Ali-Foreman à Kinshasa
Si le Championnat du monde entre Muhammad Ali et George Foreman a atterri en Afrique en 1974, il le doit à la gouaille ou à l'inconséquence, c'est selon, de Don King. Pour convaincre les deux boxeurs de s'affronter, le promoteur américain avait promis à chacun une bourse faramineuse, 5 millions de dollars, qu'il était loin d'avoir. La quête de cette somme pour concrétiser l'affrontement le fait entrer en contact avec Mobutu, qui dirige le Zaïre (actuelle République démocratique du Congo) depuis 1965.
Le dictateur accepte de financer, à condition que le combat ait lieu à Kinshasa. Il y voit une opportunité de faire la promotion de son pays en l'adossant à la popularité d'Ali, qu'il fait voler dans son 747 privé pour la dernière étape entre Paris et sa capitale. Quand Foreman s'est blessé, en septembre 74, quelques jours avant la date initialement prévue, ce qui reportait le combat de plus d'un mois, pour que l'oeil droit du tenant du titre cicatrise, Mobutu est allé jusqu'à confisquer les passeports des deux boxeurs, de peur qu'ils quittent le pays et n'y reviennent jamais...

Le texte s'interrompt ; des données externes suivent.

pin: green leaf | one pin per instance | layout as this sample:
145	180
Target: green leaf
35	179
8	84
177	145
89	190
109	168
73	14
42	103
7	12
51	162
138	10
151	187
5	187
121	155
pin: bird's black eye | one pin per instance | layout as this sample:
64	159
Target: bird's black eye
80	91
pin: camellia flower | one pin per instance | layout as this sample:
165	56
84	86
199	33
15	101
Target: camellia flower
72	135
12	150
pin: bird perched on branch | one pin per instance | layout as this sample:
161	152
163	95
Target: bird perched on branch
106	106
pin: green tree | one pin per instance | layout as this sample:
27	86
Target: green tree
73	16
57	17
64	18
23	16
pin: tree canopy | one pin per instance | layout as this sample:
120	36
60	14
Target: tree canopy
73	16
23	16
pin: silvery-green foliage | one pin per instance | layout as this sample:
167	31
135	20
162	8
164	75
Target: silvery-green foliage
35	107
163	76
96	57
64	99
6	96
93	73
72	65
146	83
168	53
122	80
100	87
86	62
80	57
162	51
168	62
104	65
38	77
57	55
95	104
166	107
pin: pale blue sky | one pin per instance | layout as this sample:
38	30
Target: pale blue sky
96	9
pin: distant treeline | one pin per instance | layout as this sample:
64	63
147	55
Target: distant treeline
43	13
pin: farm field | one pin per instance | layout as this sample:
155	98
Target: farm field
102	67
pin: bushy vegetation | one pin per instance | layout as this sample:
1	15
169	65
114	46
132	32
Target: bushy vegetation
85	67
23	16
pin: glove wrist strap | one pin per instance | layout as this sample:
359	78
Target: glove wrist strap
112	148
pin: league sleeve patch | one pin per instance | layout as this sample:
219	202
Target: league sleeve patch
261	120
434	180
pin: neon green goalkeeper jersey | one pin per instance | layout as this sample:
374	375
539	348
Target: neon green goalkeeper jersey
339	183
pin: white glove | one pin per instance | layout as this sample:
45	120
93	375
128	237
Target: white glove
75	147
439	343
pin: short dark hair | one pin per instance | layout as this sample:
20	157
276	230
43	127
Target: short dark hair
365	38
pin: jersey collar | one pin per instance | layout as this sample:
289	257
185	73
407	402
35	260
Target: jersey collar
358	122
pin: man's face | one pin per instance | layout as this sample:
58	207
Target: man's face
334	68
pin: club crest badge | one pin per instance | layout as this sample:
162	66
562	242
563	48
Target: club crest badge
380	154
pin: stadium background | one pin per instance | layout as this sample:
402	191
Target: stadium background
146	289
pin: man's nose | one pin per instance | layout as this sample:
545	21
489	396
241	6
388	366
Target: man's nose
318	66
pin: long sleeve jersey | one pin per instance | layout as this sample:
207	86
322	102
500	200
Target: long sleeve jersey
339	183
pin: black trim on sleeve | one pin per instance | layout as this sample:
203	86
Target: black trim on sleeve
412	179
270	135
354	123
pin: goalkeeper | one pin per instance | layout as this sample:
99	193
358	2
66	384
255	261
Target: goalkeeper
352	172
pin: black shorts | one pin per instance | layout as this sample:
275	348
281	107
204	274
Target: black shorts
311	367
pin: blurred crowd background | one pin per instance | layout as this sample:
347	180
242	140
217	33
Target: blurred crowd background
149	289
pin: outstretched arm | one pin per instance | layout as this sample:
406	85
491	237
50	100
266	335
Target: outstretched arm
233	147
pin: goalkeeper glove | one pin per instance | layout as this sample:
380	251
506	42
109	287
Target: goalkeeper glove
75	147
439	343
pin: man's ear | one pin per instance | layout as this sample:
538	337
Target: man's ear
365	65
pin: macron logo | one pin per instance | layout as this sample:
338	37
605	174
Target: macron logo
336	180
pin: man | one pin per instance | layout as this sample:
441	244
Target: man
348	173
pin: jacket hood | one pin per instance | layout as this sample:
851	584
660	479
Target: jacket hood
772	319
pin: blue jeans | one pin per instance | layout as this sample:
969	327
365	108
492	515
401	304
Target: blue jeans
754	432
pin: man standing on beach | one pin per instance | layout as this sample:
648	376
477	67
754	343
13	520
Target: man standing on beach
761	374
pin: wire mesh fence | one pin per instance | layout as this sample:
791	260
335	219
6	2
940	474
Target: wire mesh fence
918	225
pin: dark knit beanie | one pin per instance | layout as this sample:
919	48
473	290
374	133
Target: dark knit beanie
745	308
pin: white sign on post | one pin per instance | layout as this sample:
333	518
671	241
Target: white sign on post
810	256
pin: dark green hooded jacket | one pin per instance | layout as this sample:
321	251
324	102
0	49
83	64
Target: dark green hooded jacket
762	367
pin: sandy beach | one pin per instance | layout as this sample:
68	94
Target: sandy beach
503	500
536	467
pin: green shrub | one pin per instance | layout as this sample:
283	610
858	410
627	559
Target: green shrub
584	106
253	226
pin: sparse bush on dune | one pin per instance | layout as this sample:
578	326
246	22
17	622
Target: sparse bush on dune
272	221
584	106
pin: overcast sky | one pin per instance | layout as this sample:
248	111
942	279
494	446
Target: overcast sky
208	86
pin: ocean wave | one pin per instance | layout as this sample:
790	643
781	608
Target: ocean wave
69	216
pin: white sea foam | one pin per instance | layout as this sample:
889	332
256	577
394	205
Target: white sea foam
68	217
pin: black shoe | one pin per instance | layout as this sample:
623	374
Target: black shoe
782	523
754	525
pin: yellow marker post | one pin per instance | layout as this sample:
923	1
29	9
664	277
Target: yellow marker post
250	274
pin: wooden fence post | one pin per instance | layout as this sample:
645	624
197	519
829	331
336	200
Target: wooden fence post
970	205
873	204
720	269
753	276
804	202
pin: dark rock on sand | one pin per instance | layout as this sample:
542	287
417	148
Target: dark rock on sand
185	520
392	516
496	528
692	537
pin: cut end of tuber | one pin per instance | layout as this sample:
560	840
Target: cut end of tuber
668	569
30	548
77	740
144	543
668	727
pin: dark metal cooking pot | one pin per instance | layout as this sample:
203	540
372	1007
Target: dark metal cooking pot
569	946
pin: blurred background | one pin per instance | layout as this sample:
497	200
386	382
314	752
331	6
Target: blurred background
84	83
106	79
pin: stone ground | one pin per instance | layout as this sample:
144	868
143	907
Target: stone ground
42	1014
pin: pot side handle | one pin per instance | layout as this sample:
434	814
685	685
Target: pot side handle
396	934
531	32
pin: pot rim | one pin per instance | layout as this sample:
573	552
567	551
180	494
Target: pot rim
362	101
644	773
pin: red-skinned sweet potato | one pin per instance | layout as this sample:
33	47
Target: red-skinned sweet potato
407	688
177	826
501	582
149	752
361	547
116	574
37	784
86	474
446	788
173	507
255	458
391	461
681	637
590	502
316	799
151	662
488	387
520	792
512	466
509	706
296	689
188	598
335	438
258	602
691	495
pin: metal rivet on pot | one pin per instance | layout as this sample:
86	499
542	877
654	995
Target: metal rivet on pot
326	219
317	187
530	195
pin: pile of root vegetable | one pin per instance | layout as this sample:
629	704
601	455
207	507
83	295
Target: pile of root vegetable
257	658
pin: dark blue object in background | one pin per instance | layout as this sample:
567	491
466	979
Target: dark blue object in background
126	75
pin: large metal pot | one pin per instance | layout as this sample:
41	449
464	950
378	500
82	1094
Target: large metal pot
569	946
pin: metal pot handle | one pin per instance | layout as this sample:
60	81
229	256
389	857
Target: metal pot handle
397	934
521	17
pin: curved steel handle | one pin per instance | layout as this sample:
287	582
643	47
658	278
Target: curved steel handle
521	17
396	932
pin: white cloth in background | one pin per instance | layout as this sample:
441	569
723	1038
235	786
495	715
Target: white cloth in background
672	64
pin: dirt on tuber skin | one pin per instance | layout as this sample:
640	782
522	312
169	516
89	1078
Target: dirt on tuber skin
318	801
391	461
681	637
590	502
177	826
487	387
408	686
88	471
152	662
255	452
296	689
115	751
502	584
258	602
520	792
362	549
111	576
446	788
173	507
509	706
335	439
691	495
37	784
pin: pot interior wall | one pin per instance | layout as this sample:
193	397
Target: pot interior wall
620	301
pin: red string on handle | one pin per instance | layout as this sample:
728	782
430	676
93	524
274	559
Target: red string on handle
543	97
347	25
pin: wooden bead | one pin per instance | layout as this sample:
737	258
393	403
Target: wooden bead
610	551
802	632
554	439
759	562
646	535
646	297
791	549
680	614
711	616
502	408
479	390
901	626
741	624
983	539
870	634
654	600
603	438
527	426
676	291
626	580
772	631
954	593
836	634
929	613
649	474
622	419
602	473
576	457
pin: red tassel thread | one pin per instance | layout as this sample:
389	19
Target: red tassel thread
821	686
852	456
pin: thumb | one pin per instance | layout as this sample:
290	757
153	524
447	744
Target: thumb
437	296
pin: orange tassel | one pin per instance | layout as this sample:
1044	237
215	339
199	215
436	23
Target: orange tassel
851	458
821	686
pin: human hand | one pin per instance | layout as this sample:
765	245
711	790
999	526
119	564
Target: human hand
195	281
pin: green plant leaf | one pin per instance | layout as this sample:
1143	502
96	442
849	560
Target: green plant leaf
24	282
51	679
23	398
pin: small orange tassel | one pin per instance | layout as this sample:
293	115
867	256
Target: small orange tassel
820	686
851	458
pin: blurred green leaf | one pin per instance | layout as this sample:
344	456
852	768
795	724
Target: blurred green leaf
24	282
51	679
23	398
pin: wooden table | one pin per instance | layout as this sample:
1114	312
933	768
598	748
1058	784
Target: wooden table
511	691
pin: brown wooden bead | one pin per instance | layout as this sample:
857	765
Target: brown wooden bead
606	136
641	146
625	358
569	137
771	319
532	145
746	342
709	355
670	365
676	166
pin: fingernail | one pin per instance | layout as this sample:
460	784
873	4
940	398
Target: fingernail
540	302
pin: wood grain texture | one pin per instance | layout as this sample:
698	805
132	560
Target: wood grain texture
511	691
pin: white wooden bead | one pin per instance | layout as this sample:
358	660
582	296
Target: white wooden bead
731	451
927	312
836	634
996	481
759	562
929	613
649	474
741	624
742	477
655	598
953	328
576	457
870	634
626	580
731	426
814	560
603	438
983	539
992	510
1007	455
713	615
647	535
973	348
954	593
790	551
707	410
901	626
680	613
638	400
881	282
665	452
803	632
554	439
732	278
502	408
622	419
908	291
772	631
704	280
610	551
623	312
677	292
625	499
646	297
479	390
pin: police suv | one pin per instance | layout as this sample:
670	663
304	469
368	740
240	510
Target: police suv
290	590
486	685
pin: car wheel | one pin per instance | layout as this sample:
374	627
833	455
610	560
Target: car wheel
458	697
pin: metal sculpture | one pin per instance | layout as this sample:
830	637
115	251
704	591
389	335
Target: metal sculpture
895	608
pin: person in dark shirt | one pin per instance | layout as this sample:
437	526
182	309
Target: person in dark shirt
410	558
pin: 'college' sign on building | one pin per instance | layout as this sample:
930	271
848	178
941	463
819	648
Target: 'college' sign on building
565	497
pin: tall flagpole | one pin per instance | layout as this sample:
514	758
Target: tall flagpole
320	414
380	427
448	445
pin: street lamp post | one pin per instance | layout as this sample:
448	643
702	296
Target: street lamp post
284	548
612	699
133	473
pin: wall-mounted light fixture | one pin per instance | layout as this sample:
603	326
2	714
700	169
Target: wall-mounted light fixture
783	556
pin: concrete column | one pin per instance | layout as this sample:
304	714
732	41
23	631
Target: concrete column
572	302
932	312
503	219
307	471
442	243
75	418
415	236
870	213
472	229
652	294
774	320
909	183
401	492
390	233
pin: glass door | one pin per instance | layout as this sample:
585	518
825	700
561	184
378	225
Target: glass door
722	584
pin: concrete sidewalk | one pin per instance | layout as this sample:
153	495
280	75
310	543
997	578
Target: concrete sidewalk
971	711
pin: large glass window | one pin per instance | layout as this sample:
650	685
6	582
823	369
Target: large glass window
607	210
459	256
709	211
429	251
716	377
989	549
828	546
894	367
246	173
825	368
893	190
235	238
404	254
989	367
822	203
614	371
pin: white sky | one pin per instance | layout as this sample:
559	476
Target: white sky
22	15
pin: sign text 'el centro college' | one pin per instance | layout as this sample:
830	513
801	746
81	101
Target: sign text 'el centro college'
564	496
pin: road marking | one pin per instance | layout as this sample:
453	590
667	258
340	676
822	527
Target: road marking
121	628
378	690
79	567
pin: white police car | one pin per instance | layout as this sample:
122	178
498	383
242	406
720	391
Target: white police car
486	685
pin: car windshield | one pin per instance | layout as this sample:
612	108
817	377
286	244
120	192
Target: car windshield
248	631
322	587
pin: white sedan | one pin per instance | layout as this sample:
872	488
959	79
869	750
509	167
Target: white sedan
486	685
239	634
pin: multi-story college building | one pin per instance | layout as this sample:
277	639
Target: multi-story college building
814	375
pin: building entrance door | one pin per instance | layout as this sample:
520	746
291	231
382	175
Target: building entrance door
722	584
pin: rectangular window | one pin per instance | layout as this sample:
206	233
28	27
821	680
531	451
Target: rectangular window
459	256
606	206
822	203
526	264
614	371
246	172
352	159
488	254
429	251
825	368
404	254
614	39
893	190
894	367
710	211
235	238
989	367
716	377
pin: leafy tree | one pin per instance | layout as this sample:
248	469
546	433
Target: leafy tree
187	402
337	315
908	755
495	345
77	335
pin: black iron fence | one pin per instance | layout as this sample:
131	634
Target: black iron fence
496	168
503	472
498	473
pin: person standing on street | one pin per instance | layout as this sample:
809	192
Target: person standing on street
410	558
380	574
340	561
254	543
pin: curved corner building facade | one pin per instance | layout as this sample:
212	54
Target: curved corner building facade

Dans un stade de football reconstruit pour l'occasion, qui avait aussi accueilli un concert avec James Brown et BB King pour têtes d'affiche, « A rumble in the jungle » a finalement bien eu lieu, le 30 octobre. Don King n'a pas réussi à y attirer les touristes-supporters des États-Unis ou d'Europe qu'il espérait, et dans sa bio d'Ali, Jonathan Eig en dénombre seulement trente-cinq venus des USA ! Mais, avec un premier coup de gong donné à 4 heures du matin, pour satisfaire les diffuseurs américains, le combat est entré dans l'histoire de la boxe.
Foreman-Frazier à Kingston
Champion du monde depuis 1971 et sa victoire sur Ali, Joe Frazier accepte d'aller en Jamaïque pour sa troisième défense de titre. S'il y retrouve George Foreman, il le doit au promoteur Lucien Chen. C'est lui qui a fait le lien avec le gouvernement jamaïquain qui, selon le livre de Richard Hoffer, Bouts of mania, a promis 850 000 dollars au tenant.
Nommé « The Sunshine Showdown », ce combat est le premier véritable écart exotique d'un Championnat du monde poids lourds, dans un pays où aucun combattant n'a d'attaches. Le rapide K.-O. infligé par Foreman finira d'inscrire le combat dans les mémoires.
Ali-Frazier 3 à Manille
La dernière rencontre entre Ali et Frazier a suivi les mêmes nécessités que le Ali-Foreman de Kinshasa. Les bourses promises trouvent leur financier : Ferdinand Marcos, qui dirige les Philippines depuis une décennie. Comme Mobutu, il veut que la popularité d'Ali « blanchisse » la sulfureuse réputation de son régime, qui a instauré la loi martiale en 1972. Sa femme, Imelda, ancienne reine de beauté, qui était encore députée en juin dernier à 90 ans, soigne aussi son image à travers ce « Thriller in Manilla », passé à la postérité pour la violence du combat, débuté à 10 heures du matin, dans une chaleur torride, jusqu'à l'abandon de Frazier à l'appel du 15e et dernier round.